Though it is a contingent matter whether a political convention serves the common benefit or rather the interests of some groups, and it is likely that all political conventions promote a mix of both, the bootstrapping justification of political and legal obligations is more difficult than that of promissory duties, which are obviously beneficial for the people at large. We can therefore predict that the “artifices of educators and politicians” will be of critical importance when it comes to the validation of political commands.

The preceding remark can also be stated by appeal to the notion of “ideology.” When a convention is exploitative in that it furthers the interests of some people instead of furthering the common good alone, the emergence of a sense of morality critically depends on the working of a political ideology.
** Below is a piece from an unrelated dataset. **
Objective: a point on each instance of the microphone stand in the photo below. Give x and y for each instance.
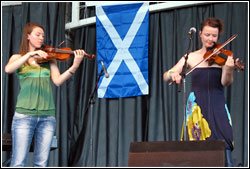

By “ideology” I mean any system of concepts, meanings, or beliefs that objectify relations of political domination or coercion. Objectification can take various forms. Sometimes it conceals the rulers’ orders by presenting them as features of a static, objective, and natural or supernatural reality.

Rationalistic ideologies also seek to legitimize state power by turning the subjective will imperatives into objective practical claims. Ideological objectification protects political domination from rational criticism and intellectual resistance.

Consider now Kelsen’s actual argument, which incorporates the basic norm:

1. It is necessary that law is objectively valid.

2. For any social coercive system L to be objectively valid, L’s first historical

norm must be objectively valid.

3. There are objective values.

4. L’s first historical norm is objectively valid (basic norm).68

5. Therefore, L is law.

Notice that the basic norm presupposes in turn what we could call the “metabasic

norm”, in the absence of which the whole arguments wrecks havoc. Now Kelsen must consider point in this context as a fictional proposition, because, as we said, he was a noncognitivist as regards moral language. This means that the jurist either mistakenly believes that law could possibly be valid, or pretends to believe that law could possibly be valid. If there are no objective values, law could not be objectively valid, and therefore the epistemological presupposition contained in the basic norm would necessarily be false.